There is an assignment of error based on a part of the oral charge of the court. It cannot be considered by this court on appeal, as no exception was reserved to it in the trial court. Mooneyham v. Herring, 204 Ala. 332, 85 So. 390; McPherson v. State, 198 Ala. 5, 73 So. 387.
Charge 5, requested by the defendant, was refused by the court. It reads:
"The court charges the jury that if, under the evidence and issues in this case, if the defendant on the occasion complained of used that degree of care and diligence that persons engaged in the same kind of business would have used, you should return a verdict for the defendant, and this would be true regardless of whether there may have been a bug in the bottle out of which the plaintiff drank."
It does not state correctly the law of negligence. It does not correctly define negligence. It directs a verdict for defendant, if it used that degree of care and diligence that persons engaged in the same kind of business would have used, without stating if the defendant used that degree of care and diligence that any ordinarily careful and diligent person engaged in a similar business would have used under similar circumstances. This charge assumes that if what the defendant did, if the same was done by other persons engaged in the same business, whether they were ordinarily careful or prudent persons or not, then the defendant was guilty of no negligence, and the jury should return a verdict for the defendant. Travis v. L. N. R. Co., 183 Ala. 415, 62 So. 851; Sweet v. Birmingham, R. E. Co., 136 Ala. 166, 33 So. 886.

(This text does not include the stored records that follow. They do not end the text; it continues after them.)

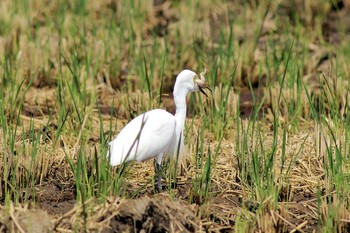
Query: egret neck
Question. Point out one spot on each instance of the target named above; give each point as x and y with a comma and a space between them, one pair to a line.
180, 114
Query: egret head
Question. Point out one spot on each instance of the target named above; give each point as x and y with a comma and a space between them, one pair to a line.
188, 81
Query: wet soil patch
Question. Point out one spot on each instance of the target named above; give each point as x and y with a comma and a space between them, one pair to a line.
55, 200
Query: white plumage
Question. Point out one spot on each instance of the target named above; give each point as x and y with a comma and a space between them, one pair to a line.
156, 132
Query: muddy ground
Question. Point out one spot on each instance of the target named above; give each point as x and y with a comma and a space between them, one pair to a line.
55, 207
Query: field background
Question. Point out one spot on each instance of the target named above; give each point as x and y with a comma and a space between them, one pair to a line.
268, 151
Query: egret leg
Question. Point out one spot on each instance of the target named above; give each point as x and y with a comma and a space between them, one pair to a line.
159, 171
159, 174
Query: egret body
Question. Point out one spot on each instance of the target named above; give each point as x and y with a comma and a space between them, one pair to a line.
157, 132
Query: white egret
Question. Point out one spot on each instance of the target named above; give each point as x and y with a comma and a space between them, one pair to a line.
157, 132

This charge, numbered 1, requested by defendant, was refused by the court:
"The court charges the jury that you cannot find for the plaintiff on account alone of the fact that plaintiff may have taken a drink of Whistle from a bottle with a bug in it."

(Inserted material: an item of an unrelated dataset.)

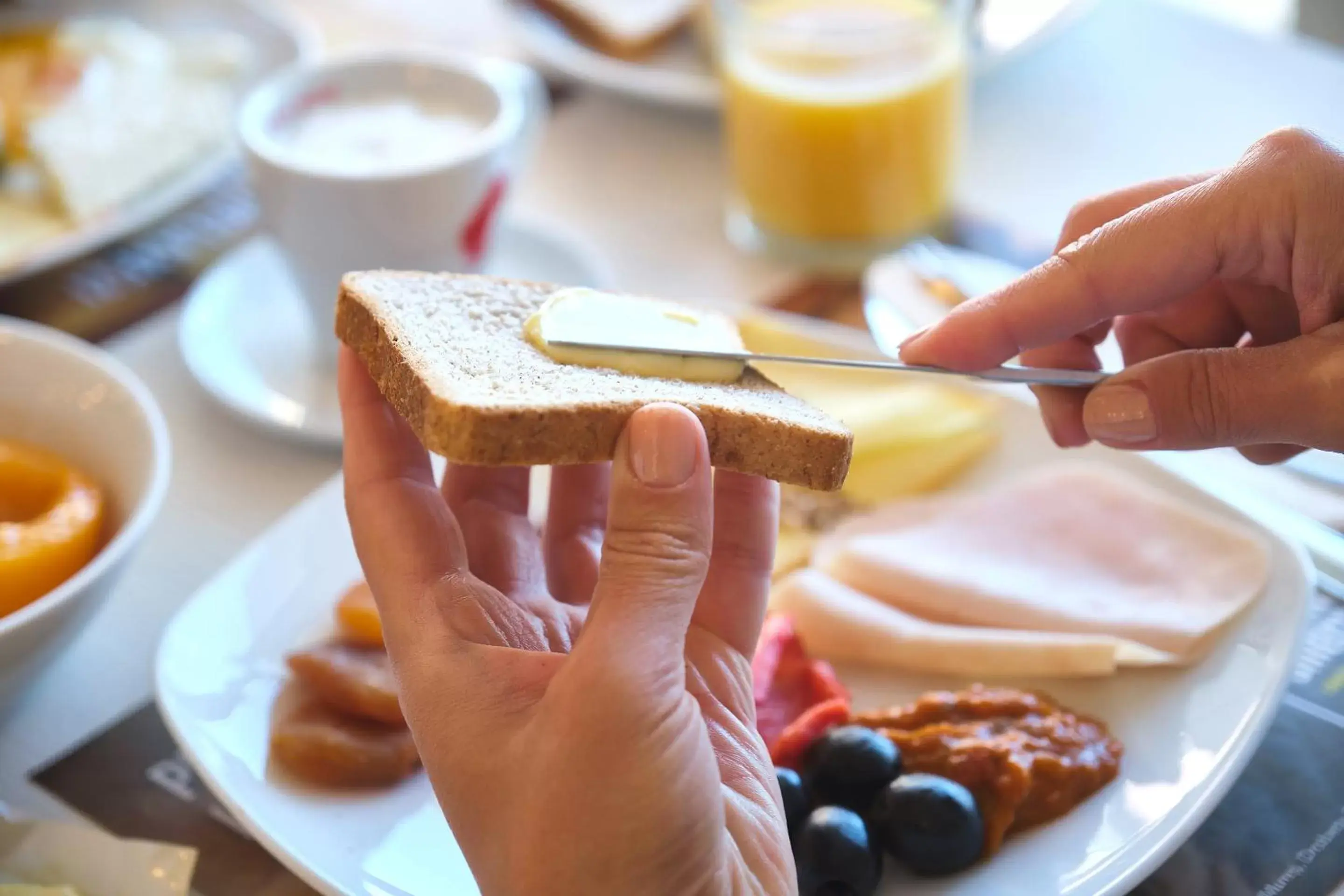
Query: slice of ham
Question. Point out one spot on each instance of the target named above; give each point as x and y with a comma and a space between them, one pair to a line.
1074, 550
845, 625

It is true there are other allegations than those stated in this charge, which are necessary to be established to the reasonable satisfaction of the jury before plaintiff should recover. These necessary facts were clearly stated to the jury in written charges, given at defendant's request, numbered 9 and 10, and by the following part of the oral charge of the court:
"Under that state of pleadings the burden is on the plaintiff to reasonably satisfy you of the truth of the material allegations of the plaintiff's complaint. In other words, the burden is on the plaintiff to reasonably satisfy you from the evidence that he drank a bottle or a portion of a bottle of beverage that was bottled by the defendant company, and that he was made sick by it, and that his sickness was proximately caused by the negligence of the defendant, or its servants, agents, or employees, in allowing a foreign substance, alleged to have been a bug, or other foreign substance, to be in the bottle and thereby make him sick."
This charge, numbered 1, should have been given, as it contains a correct statement of the law; still its refusal will not cause a reversal of the case, as the rule of law was substantially and fairly given the jury in the court's oral charge, and in written charges given at the request of defendant. Section 5364, Code 1907, as amended Gen. Acts 1915, p. 815.
As we find no reversible error, the case is affirmed.
Affirmed.
ANDERSON, C. J., and SAYRE and GARDNER, JJ., concur.